Before the merging of Meinerzhagen and Valbert, the two towns as well as the Amt Meinerzhagen had their individual coats of arms. The coat of arms of Meinerzhagen dates back to at least 1857, as the town hall, built in 1857, already showed the coat of arms above its entrance. The coat of arms had a green bottom part, top left Saint Mary on a throne, holding a scepter, with Jesus as an infant, and top right a building with three towers and red roofs, and the sun and two stars above.

The coat of arms of the municipality of Valbert showed both the chequered bordure as well as the black cross of Cologne in the bottom part, as the municipality consisted of parts of the Mark as well as of the Electorate of Cologne. The top part shows a hunter, which, similar to the coat of arms of the neighboring municipality of Herscheid refers to the hunting privilege granted by John III, Duke of Cleves, the heir of the Duke of Mark. The coat of arms was designed by Otto Hupp, and was granted on October 27, 1935.

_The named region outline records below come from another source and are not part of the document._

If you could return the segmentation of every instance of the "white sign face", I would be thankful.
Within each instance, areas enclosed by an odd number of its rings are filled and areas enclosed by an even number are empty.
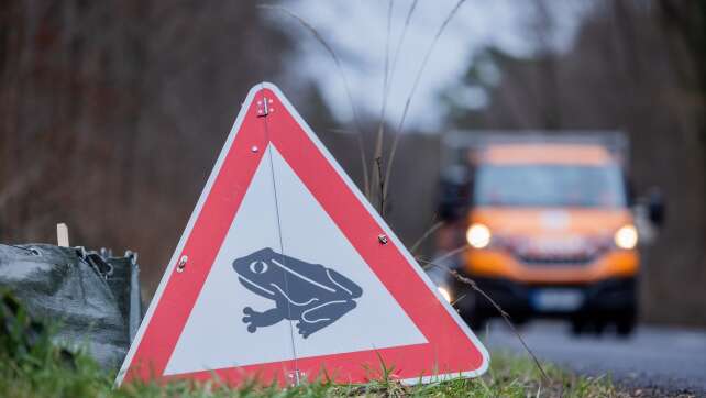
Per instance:
[[[279,252],[272,168],[268,155],[265,155],[169,358],[165,375],[294,360],[295,347],[296,357],[309,357],[427,342],[276,147],[273,147],[272,155],[277,191],[285,195],[278,196],[285,253],[335,269],[355,281],[364,294],[355,299],[353,310],[306,339],[297,333],[296,322],[286,319],[258,328],[254,333],[247,331],[242,321],[245,307],[265,311],[276,306],[273,300],[246,289],[232,266],[234,258],[264,247]],[[279,267],[269,268],[268,272],[282,272]],[[298,278],[290,275],[290,280]],[[276,290],[272,286],[264,286],[264,289]],[[345,296],[345,290],[341,290]],[[294,346],[293,338],[296,340]]]

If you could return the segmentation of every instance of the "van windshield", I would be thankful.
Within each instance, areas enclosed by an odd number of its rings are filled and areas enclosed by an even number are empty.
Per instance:
[[[476,169],[476,206],[625,207],[618,165],[482,165]]]

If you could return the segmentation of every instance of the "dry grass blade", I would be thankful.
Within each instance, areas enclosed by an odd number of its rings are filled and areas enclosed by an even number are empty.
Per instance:
[[[385,215],[385,197],[383,196],[385,180],[383,179],[383,143],[385,135],[385,112],[387,109],[387,90],[388,90],[388,78],[389,78],[389,38],[393,26],[393,9],[395,5],[394,0],[389,0],[389,7],[387,8],[387,35],[385,40],[385,70],[383,77],[383,98],[380,106],[380,120],[377,126],[377,136],[375,139],[375,153],[373,155],[374,162],[377,165],[373,165],[374,169],[377,173],[371,178],[372,186],[379,185],[378,196],[379,196],[379,212],[380,215]],[[374,195],[371,195],[373,197]]]
[[[537,358],[537,356],[534,355],[532,350],[530,350],[530,347],[525,342],[525,339],[522,339],[522,335],[520,334],[520,332],[518,332],[517,329],[515,328],[515,324],[512,323],[512,319],[510,318],[510,314],[505,312],[505,310],[497,302],[495,302],[495,300],[493,300],[493,298],[490,298],[490,296],[488,296],[485,291],[483,291],[483,289],[481,289],[478,287],[478,285],[475,283],[475,280],[459,274],[459,272],[456,272],[455,269],[452,269],[452,268],[450,268],[450,267],[448,267],[448,266],[445,266],[443,264],[432,263],[432,262],[426,261],[423,258],[417,258],[417,261],[422,262],[422,263],[424,263],[427,265],[431,265],[433,267],[439,267],[441,269],[446,270],[454,278],[456,278],[457,280],[460,280],[463,284],[466,284],[466,285],[471,286],[471,288],[473,290],[477,291],[481,296],[483,296],[483,298],[488,300],[488,302],[498,311],[500,317],[503,317],[503,319],[505,320],[505,323],[508,325],[508,328],[510,328],[512,333],[520,341],[520,343],[522,344],[522,347],[525,347],[525,351],[527,351],[529,356],[532,357],[532,361],[534,362],[534,365],[537,365],[537,368],[542,374],[542,377],[544,378],[544,380],[545,382],[550,382],[549,375],[547,375],[547,373],[544,372],[544,368],[542,367],[542,364],[539,363],[539,360]]]
[[[257,5],[258,8],[266,9],[266,10],[274,10],[274,11],[280,11],[285,13],[286,15],[293,18],[299,24],[301,24],[306,30],[308,30],[313,37],[326,48],[326,51],[329,53],[331,56],[331,59],[333,59],[333,63],[335,64],[335,68],[341,76],[341,80],[343,81],[343,86],[345,88],[345,95],[348,96],[349,103],[351,104],[351,110],[353,111],[353,121],[355,123],[355,128],[357,130],[357,143],[358,143],[358,150],[361,152],[361,162],[363,164],[363,185],[364,185],[364,190],[365,190],[365,196],[371,199],[371,188],[369,188],[369,180],[368,180],[368,173],[367,173],[367,156],[365,156],[365,144],[363,140],[363,129],[361,124],[361,118],[357,114],[357,109],[355,108],[355,103],[353,102],[353,95],[351,93],[351,86],[349,85],[349,80],[345,78],[345,74],[343,73],[343,66],[341,65],[341,60],[339,59],[338,55],[335,55],[335,52],[333,51],[333,47],[329,45],[329,43],[321,36],[319,31],[316,30],[309,22],[307,22],[304,18],[297,15],[296,13],[291,12],[289,9],[282,7],[282,5],[271,5],[271,4],[260,4]]]
[[[434,47],[437,46],[437,42],[439,42],[439,38],[443,34],[443,32],[446,30],[446,26],[449,25],[449,22],[451,22],[451,19],[459,12],[459,9],[461,5],[466,0],[459,0],[456,4],[453,7],[451,12],[449,12],[449,15],[446,15],[446,19],[443,21],[441,26],[439,26],[439,31],[437,31],[437,34],[434,35],[434,38],[431,41],[431,45],[429,46],[429,49],[427,51],[427,54],[424,54],[424,58],[421,62],[421,66],[419,67],[419,71],[417,71],[417,76],[415,76],[415,82],[412,84],[412,88],[409,92],[409,96],[407,97],[407,101],[405,102],[405,109],[402,110],[402,115],[399,119],[399,124],[397,125],[397,131],[395,132],[395,139],[393,140],[393,147],[390,148],[389,152],[389,158],[387,159],[387,167],[385,169],[385,181],[389,181],[389,176],[393,169],[393,163],[395,162],[395,154],[397,153],[397,145],[399,144],[399,137],[402,133],[402,129],[405,126],[405,120],[407,119],[407,113],[409,112],[409,106],[411,104],[411,100],[415,97],[415,92],[417,92],[417,87],[419,86],[419,80],[421,80],[421,76],[424,73],[424,69],[427,68],[427,64],[429,63],[429,58],[431,58],[431,54],[434,51]],[[385,185],[385,190],[383,191],[383,197],[387,197],[387,187],[389,184]]]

The coat of arms of the Amt Meinerzhagen combined symbols of the three historic states of the area. The bottom part shows the black cross of Cologne, the middle part the chequered bordure of the Mark, and the top the lion of Berg.

== Notable people ==
- Lars Labonte, soccer player
- Nuri Şahin, played for the soccer team of Meinerzhagen before joining professional soccer team Borussia Dortmund
- Jasmin Selberg, a Model who won The Miss International Price in 2022

== International relations ==

From 1961 to 2001 Meinerzhagen had a partnership with the Dutch municipality IJsselmuiden. In 2001 IJsselmuiden was incorporated into the city Kampen, which subsequently continued the partnership.

On April 12, 1987, the documents were signed for the partnership with the French town Saint-Cyr-sur-Loire.

== Transportation ==

Meinerzhagen is situated at the Oberbergische Bahn and offers hourly connections to Cologne and (status October 2019) every two hours a direct train to Lüdenscheid, with connections to Hagen and Dortmund.